Primeiro espetáculo do Teatro das Cabras, A tragédia mais insignificante do mundo coloca em cena a identificação nevrálgica entre uma detetive e a carne caprina
ronildo nóbrega

O que mulheres e cabras têm em comum? Esta é uma das perguntas implícitas que atravessam A tragédia mais insignificante do mundo, o mais recente depoimento feminista da safra de bons espetáculos da cena natalense.
Nesta obra, o grupo traz uma atriz-detetive que, ao investigar um abate caprino nos mínimos detalhes de sua crueldade, começa a identificar-se e a tornar-se ela mesma uma cabra. Como numa investigação criminal que se faz aos poucos a partir da observação e da apuração dos fatos, a dramaturgia do espetáculo se constrói num movimento gradual de clarividência, revelando nesse enredamento uma diluição progressiva dos binômios sujeito/objeto, observador/observado, detetive/cabra e, por último, artista/obra.
Indo de um tom enciclopédico à falas densas, do teatro ao metateatro, A tragédia mais insignificante do mundo constrói uma imagem da opressão que subalterniza (e aniquila!) mulheres e cabras.
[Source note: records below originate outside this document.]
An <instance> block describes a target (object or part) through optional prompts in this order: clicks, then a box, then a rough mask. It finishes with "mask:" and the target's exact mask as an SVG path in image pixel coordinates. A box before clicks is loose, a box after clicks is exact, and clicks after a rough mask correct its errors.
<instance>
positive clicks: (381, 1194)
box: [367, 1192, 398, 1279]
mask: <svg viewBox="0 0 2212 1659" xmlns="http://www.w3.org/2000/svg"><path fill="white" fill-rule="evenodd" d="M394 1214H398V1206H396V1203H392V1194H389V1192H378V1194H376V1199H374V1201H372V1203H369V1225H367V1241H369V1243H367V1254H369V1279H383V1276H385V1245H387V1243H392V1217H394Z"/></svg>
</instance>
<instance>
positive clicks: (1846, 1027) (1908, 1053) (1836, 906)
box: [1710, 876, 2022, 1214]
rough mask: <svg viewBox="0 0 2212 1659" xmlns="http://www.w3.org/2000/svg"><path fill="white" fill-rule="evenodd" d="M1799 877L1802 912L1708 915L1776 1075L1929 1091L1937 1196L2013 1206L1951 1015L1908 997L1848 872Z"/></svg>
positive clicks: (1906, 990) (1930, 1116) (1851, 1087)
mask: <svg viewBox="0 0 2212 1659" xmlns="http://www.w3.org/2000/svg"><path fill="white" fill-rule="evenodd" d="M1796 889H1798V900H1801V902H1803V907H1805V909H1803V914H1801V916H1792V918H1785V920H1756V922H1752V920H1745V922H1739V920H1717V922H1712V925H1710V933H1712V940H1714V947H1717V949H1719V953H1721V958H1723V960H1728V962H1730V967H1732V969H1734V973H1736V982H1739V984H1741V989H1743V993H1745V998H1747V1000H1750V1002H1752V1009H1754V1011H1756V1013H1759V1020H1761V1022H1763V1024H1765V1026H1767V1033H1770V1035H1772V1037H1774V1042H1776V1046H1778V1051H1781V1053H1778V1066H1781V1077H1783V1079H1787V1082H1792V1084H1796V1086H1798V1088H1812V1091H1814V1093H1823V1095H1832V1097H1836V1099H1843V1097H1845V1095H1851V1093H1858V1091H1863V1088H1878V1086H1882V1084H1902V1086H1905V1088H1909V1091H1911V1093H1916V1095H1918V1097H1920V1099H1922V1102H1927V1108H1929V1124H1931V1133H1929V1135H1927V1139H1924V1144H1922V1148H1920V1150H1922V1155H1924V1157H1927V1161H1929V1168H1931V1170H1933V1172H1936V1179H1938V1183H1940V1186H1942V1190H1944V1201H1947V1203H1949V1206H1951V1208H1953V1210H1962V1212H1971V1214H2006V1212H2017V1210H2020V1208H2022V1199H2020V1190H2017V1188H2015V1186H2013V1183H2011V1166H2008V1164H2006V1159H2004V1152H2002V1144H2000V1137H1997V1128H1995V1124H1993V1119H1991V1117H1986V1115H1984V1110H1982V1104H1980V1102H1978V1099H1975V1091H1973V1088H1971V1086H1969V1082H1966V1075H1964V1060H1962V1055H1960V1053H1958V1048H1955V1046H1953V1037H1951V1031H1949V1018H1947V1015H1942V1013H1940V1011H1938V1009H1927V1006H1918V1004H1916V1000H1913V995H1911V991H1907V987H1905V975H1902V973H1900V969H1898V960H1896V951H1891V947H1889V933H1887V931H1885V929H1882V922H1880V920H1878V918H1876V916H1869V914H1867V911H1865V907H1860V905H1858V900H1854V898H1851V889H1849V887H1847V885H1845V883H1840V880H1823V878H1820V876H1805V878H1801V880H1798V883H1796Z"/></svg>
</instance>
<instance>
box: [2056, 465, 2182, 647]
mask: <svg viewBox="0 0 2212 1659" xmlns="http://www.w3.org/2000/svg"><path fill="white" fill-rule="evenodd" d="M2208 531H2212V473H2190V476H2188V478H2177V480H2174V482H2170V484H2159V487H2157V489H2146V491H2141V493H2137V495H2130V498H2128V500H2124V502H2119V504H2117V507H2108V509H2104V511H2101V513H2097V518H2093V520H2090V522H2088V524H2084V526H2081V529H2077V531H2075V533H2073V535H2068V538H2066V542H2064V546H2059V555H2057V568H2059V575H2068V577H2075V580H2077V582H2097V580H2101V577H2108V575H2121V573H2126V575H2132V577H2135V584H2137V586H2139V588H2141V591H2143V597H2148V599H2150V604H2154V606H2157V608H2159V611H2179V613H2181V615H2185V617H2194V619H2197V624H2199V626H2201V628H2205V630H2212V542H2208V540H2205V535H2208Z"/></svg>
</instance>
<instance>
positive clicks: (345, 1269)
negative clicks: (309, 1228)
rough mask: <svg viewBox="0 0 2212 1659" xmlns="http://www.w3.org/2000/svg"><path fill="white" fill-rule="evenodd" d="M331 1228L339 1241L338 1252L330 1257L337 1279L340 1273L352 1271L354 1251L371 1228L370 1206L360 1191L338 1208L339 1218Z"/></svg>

Num espaço que mais parece um abatedouro, a obra desenrola uma ligação potente entre machismo e especismo (a ideia de que o homem – e não a mulher, diga-se de passagem – é superior a todas as outras espécies).
O espetáculo elabora a ideia de que mulheres e cabras são articuladas por uma tecnologia sofisticada de subalternização que lhes tomam por objetos. É assim que a obra coloca uma correspondência entre a forma como são tratadas as mulheres e a forma como são tratados os animais.
É nesse caminho que, sem que se cresçam chifres, cascos ou pelos, a atriz-detetive entra numa intensa relação dialógica com a condição caprina para reconhecer-se ela mesma animalizada/objetificada. O delírio, entendido como uma tentativa de superação dos limites impostos pela realidade, é a condição desse diálogo pois é ele que ativa as terminações nervosas e efetiva um devir-cabra que berra a autonomia do corpo subalternizado.
Diferente do apático Tratados de mim mesma na infertilidade, espetáculo dirigido por Heloísa Sousa à frente da Sociedade T, a encenadora dá aqui um passo em direção ao público em sua poética das sensações. Excluindo-se pequenos detalhes como, por exemplo, uma televisão que não transmite absolutamente nada à construção dos sentidos do espetáculo, A tragédia mais insignificante do mundo resulta em um pacto caprino interessante e cheio de potencialidades para se pensar a condição da opressão que subalterniza mulheres e cabras.